風は冷たいが、おだやかな冬の日がつづく。昨日はおもいたって、ひさしぶりに野火止用水を歩く。東大和駅前に自転車を止め、わざわざ西武線で萩山、八坂と乗り換えながら八坂から東大和まで歩く(45分)。すぐ脇を低い小さな流れがある。途中、何ヵ所か、武蔵野の雑木林を保存したエリアが。間伐として切られた木が集められ、枯葉とともに小山を成す。近くに家があって、暖炉があれば、ちょうどいい薪になるのだが。西武国分寺線のフミキリを渡ってすぐのところに、え、こんなところにという感じで懐石料理店が。

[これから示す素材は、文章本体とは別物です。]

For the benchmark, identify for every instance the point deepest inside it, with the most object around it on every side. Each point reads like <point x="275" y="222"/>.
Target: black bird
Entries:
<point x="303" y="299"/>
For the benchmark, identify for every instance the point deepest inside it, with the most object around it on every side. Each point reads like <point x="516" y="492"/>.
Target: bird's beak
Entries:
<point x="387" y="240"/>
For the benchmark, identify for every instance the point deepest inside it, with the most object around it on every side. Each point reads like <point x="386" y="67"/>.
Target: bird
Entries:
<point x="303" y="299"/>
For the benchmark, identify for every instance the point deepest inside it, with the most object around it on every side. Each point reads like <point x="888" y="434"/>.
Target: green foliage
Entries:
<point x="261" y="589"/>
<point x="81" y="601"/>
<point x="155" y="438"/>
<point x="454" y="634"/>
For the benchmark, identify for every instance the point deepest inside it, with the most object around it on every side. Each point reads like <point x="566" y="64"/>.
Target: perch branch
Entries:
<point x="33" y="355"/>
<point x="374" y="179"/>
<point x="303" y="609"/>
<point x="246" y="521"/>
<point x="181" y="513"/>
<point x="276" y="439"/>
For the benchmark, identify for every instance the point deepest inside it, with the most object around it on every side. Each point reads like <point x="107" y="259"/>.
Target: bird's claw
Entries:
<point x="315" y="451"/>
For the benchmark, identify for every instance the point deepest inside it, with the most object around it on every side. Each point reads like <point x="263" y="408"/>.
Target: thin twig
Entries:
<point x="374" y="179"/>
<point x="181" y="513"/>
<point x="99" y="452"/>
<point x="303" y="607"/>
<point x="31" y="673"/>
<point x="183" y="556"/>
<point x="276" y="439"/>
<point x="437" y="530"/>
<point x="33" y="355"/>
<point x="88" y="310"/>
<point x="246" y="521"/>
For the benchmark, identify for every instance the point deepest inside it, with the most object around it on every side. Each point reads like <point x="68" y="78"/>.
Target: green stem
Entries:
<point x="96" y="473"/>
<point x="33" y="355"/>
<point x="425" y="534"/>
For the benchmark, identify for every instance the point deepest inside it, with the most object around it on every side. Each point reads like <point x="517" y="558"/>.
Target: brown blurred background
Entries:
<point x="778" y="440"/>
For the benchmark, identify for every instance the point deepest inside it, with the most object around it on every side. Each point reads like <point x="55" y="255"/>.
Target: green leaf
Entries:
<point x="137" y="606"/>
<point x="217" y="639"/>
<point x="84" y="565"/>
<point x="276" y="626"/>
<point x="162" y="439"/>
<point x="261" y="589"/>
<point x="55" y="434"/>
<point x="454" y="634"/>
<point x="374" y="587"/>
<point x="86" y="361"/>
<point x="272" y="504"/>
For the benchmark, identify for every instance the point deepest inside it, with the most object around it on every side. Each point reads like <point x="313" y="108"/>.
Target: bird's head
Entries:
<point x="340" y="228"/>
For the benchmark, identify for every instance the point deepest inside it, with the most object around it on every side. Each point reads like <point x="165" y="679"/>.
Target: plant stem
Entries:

あとで調べたら、うなぎ・うどん店や、レストランなど高級店が何軒か集まっているみたい。ちょっと立ち寄って腹ごしらえ、というような店ではない。
東大和駅前のビル(ボーリング場やゲームセンター)に初めて入ったが、「TSUTAYA」があり、DVDコーナーに「時間ですよ」が揃っている。これは!と驚く。ここはちょっと遠いので、国立店にあれば、会員になって借りよう。
八坂へ行く電車内で、これから成人の日式典に参加する若者二人と隣り合わせる。「ひと駅で座るかよ」「いいじゃん、空いてんだから」「式、一時間ぐらい?」「そのあと一次会だろう」「いや、おれ、ちょっと気になる娘に、声かけててさ。だから、一次会、出れない」「ほんとかよ。誰だよ」「おまえ、知らないよ」なんて、若い若い会話を盗み聞きする。ぼくは、ちょうど彼らの頃、心にわだかまりがあって、成人の日、式典に参加しなかった。
このあと玉川上水沿い「こもれびの足湯」(満員だった)で三十分ほど、足湯につかりながら『単純な生活』を拾い読む。これが出たのが1989年2月。このとき、まだ阿部昭は生きていたのだ。同年5月に死去。享年54だった。河盛好蔵『回想の本棚』に梶井に関する文章があり、河盛は梶井と同じ時期、三高へ通っている。梶井のことは知らなかったようだが、盟友の中谷のことは知っていた。梶井たちが歩いた吉田町から京極への散歩コースは、河盛もまた歩いたコースだった。こんど、京都へ帰ったら、歩いてみようと思う。河盛は2000年に死去、100近くまで生きていた。梶井が同様に長生きなら、顔を拝むことも可能だったと思うと変な気分だ。長生きした梶井と京都で出会う話を、どこかに書いたのだった。